Charlie: The name does it alone…
Richard: Yeah, the name does it alone. We played some showcases at Max’s Kansas City. It was horrible.
Jeff: Is there any audio of that?
Peter Patrick
|
Richard: No, fortunately no record whatsoever of that. But, we were part of the original Rocky Horror Picture Show crew. Fast-forward, I move to Miami, it’s 1978 and I’m living on South Beach with this nice little Jewish girl, Kara, and we used to go to the Coconut Grove Cinema all the time. Halloween, I think if you look on the calendar of ’78, it was a Friday or Saturday night, and it was gonna be, for Halloween the Coconut Grove Cinema was going to run the Rocky Horror Picture Show and me and Kara walked to the door and I hear a band playing and I asked the ticket taker, "There’s a band playing?"
"Oh yeah, we got a band playing." Oh great and this and that. And I hear this very English accent. Now you gotta understand (rolling up shirt sleeve to show tattoo) I’m a very, very big Who fan, this is from Quadrophenia.
I hear this very English voice over a microphone, over a sound system going, (in English accent) "Alright, we’re gonna do a song by The Who called My Wife."
And it was like (breathes in gasping manner) and Kara was like "Go, go, go." And I ran down and by the time they got to the very first (singing) "My Life’s"…I’m standing in front like a puppy dog and that was the first time I saw Z-Cars was exactly Halloween ’78 Coconut Grove Theatre. Why did Z-Cars not make it big?
Cameron: Was that around the time they started playing?
Charlie: That’s the time I’m thinking, yeah.
Bill: 1978 would be, yes.
Charlie: Z-Cars - did you see them early on?
Jimmy: I saw them with the Cichlids at the Tight Squeeze Club probably the summer of 1979.
Bill: That might be the first time I saw them, but they’d been around for a year and I knew people that liked them before that.
Richard: See - Dade County - I used to go see them at Rollo’s all the time.

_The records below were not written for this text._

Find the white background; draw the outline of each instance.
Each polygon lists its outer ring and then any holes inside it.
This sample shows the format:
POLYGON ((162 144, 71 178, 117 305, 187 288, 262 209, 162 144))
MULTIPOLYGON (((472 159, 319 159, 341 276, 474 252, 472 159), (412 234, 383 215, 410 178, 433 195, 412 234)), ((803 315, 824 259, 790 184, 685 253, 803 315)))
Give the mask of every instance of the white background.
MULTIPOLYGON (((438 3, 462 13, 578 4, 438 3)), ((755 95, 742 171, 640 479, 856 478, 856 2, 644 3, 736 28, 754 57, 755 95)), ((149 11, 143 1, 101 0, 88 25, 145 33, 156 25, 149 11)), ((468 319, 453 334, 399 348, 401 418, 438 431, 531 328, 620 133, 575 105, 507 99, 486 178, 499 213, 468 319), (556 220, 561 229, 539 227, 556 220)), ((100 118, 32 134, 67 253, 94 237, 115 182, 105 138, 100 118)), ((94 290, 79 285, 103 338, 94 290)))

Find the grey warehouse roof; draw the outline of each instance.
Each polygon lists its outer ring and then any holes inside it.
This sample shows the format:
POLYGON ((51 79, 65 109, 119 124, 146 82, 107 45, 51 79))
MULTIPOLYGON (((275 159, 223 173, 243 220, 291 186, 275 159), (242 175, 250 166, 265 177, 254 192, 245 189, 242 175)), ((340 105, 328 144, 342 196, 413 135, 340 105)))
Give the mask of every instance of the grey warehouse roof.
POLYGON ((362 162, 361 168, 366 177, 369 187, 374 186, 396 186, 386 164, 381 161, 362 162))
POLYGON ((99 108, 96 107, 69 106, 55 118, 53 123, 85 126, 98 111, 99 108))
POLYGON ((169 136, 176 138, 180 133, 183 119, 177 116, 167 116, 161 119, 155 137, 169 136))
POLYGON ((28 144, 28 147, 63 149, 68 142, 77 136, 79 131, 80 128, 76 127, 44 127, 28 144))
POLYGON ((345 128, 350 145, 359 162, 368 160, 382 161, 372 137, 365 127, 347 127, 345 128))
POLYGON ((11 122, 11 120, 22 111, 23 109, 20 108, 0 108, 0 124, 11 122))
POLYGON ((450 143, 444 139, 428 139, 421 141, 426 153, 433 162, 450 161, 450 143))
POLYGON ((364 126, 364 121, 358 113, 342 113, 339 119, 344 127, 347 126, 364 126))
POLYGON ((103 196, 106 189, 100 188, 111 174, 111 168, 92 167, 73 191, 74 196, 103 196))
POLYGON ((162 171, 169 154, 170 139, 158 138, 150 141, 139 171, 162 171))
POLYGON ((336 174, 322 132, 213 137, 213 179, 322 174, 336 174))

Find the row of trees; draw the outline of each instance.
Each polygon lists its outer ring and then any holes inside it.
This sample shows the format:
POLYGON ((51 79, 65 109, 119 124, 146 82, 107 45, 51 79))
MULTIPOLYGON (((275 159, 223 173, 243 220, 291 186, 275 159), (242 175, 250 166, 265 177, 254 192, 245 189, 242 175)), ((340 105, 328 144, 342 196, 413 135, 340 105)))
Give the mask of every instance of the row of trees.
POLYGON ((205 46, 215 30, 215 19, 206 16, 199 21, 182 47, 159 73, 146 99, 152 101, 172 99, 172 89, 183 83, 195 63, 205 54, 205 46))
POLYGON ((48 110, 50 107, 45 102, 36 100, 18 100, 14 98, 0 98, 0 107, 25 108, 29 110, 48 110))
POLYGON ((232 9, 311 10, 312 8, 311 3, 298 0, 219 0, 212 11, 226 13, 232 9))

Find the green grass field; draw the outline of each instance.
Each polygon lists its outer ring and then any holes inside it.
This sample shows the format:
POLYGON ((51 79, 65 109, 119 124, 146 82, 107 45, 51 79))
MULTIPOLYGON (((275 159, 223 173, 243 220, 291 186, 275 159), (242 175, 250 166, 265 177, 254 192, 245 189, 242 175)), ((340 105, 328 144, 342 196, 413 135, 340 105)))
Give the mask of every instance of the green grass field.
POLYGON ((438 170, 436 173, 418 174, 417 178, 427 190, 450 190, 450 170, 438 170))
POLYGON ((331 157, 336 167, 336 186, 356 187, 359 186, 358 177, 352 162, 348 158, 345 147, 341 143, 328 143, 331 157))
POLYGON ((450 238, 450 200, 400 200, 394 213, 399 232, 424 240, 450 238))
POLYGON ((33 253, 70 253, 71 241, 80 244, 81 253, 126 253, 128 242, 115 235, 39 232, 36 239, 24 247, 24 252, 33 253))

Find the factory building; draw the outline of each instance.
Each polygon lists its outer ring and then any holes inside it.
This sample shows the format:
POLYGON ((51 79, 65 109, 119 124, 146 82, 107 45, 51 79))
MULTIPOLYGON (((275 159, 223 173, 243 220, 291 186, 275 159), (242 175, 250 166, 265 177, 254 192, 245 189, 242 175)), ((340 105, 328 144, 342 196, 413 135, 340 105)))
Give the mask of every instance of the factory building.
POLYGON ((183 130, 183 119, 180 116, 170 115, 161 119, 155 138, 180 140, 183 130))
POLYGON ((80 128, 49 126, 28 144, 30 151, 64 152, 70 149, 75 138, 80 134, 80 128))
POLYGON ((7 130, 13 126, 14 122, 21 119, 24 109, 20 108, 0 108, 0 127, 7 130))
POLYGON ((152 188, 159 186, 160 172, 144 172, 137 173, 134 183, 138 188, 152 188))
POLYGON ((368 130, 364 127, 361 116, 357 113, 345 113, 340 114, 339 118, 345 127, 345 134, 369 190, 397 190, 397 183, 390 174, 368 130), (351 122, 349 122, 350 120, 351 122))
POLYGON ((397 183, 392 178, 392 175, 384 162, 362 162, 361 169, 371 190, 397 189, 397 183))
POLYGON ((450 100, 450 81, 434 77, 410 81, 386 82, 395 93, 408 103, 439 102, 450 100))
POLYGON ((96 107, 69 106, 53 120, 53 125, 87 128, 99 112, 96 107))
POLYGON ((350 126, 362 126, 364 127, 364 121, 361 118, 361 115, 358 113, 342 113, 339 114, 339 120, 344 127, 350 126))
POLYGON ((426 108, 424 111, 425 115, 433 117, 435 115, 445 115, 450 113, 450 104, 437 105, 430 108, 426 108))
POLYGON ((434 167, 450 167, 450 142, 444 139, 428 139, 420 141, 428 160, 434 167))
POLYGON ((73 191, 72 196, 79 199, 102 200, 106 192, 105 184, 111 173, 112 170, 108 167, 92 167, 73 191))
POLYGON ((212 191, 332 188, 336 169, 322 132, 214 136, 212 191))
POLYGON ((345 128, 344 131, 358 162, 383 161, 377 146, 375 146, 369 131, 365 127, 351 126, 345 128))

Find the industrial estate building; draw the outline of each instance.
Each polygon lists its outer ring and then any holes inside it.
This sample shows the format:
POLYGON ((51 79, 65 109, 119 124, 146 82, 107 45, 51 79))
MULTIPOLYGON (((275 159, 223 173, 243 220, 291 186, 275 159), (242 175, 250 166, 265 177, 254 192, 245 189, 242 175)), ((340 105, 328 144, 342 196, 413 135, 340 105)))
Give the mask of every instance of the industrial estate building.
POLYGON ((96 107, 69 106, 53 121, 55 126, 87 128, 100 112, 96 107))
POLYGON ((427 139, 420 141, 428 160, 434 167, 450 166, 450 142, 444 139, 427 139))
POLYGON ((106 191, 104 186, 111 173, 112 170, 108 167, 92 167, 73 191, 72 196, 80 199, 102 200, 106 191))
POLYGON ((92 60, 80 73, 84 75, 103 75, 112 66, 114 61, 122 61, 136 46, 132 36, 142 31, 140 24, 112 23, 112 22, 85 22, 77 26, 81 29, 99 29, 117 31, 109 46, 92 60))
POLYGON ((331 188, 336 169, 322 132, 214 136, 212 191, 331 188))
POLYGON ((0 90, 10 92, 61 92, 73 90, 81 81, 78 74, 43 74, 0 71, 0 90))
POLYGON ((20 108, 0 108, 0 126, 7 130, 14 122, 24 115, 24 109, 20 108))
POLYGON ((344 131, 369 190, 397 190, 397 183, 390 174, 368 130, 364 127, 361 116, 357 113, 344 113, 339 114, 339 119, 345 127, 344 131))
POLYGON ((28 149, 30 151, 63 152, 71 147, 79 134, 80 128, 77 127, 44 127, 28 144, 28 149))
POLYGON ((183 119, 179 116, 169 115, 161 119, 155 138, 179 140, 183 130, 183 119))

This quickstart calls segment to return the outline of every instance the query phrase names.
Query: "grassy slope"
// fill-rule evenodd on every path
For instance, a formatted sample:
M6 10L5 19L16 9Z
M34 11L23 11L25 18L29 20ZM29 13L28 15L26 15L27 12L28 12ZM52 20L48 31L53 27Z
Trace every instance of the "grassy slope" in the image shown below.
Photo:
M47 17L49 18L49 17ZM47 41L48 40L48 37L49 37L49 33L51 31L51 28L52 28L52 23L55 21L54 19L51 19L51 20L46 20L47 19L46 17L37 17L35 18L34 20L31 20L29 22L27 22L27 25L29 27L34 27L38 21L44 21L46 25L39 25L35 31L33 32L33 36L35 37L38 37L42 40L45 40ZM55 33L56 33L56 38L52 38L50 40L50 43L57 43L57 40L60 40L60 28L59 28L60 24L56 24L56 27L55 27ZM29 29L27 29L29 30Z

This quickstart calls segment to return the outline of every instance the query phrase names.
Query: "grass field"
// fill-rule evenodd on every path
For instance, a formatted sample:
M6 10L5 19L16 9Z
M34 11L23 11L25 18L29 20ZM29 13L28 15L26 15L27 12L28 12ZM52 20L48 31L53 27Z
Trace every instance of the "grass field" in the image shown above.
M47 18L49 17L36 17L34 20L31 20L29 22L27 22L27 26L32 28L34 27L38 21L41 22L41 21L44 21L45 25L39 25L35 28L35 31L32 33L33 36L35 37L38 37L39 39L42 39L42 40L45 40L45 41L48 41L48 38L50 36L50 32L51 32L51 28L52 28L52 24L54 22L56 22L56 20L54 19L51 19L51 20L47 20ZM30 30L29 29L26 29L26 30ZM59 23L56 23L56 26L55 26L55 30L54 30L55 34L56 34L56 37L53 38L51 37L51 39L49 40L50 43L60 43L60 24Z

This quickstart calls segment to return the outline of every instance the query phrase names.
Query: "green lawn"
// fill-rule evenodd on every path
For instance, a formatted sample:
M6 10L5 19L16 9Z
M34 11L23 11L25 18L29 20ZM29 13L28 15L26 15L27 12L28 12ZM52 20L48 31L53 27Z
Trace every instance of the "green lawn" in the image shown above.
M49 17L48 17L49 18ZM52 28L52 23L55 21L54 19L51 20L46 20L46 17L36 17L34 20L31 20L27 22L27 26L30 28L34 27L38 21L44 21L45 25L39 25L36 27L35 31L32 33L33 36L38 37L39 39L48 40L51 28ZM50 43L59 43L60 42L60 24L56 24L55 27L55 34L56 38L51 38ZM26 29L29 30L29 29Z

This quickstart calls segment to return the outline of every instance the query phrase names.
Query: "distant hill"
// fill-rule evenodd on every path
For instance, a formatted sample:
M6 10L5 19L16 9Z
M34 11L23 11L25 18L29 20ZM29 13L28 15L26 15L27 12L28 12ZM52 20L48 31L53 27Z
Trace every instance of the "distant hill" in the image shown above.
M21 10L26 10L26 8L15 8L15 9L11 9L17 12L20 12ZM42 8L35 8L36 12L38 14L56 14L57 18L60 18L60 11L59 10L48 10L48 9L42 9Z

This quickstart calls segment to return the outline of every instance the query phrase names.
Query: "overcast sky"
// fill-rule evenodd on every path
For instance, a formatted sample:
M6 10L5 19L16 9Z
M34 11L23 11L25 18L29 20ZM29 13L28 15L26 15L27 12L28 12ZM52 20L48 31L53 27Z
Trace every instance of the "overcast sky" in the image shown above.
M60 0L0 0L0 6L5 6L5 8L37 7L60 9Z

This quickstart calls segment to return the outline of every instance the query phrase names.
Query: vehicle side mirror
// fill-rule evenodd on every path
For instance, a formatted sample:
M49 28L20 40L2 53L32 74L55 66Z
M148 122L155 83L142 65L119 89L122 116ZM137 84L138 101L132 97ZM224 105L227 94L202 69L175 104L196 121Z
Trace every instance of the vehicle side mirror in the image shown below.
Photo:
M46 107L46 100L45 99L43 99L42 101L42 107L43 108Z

Charlie: Z-Cars was a transition band like Cheap Trick. In-between old time rock and punk rock, new wave rock …
Bill: As was Critical Mass.
Charlie: Absolutely.
Richard: Kinks and Who meet the Jam. So they’re in-between.
Charlie: They had a fabulous front man. Absolutely a great front man who was a natural or at least appeared to be and then they had a great windmilling guitar player, they had Marshalls, they had handsome people, but they all wore their rooster cuts, the Rod Stewart rooster cut so even though people would like ‘em they didn’t translate into, what, punk rock or the newer wave rock and so…
Richard: And actually their following down in South Beach was not a punk, alternative following at all. They found a big following down at Rollo’s in Coconut Grove among straight rock and roll people. That crowd did not translate into what you guys were doing in Broward.
Charlie: They were a transition band.
Walter: They did a lot of covers.
Bill: You’re right. People that liked them - they would not have gone to see The Eat.
Cameron: Their record’s not that punk, that 45…
Richard: No, it’s not.
Charlie: They were very, very, very entertaining.
Leslie: And they fit in, they fit into that whole scene. It was not a large translation to go from seeing Z-Cars to seeing The Eat. There was definitely a link between them because why, it was again, do-it-yourself, an independent spirit, make it happen, play the music you like and enjoy it.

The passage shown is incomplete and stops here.